Fernando Alonso reed donderdag voor het eerst in de Ferrari F14 T en verklaarde tevreden te zijn met de geboekte progressie.

De Spanjaard verklaarde zich in de ochtend gericht te hebben op aero mapping, om vervolgens ’s middags de aandacht te verschuiven naar het afstellen van de wagen. In totaal reed hij 58 ronden. Zijn snelste tijd was 2,2 seconden langzamer dan de snelste tijd gezet door Kevin Magnussen.

“De auto heeft pas drie dagen geleden zijn debuut gemaakt, we zijn dus nog maar in de vroege beginfase van het begrijpen van de auto”, verklaarde Alonso. “We moeten zo veel mogelijk ronden maken. En datzelfde geldt voor Bahrein. Want elke ronde is door alle regelveranderingen erg welkom.”

Weinig verschil
Alonso erkent dat het niet geheel probleemloos verloopt. “We hebben een aantal potentiele problemen ontdekt en een aantal nieuwe dingen. Het was een goede dag vandaag. Lekker weer achter het stuur en rijden voor toeschouwers, dat geeft je toch een beter gevoel dan een simulator. Dat geeft je wel een idee van hoe de auto is, maar het is nooit hetzelfde.”

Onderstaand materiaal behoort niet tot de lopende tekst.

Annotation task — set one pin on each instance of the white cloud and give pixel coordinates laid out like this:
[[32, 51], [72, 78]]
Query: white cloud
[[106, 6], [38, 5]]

Veel coureurs benadrukken dat de nieuwe auto’s zo anders te besturen zijn. Alonso vindt dat daarentegen wel meevallen. “Ik vind het verschil om eerlijk te zijn niet zo groot. Je springt in de auto en er is geen verschil in rijstijl of hoe de auto in de basis werkt. Er is veel gesproken over al die verandering en dergelijke maar het rijden zelf is niet veel anders in vergelijking met vorig jaar.”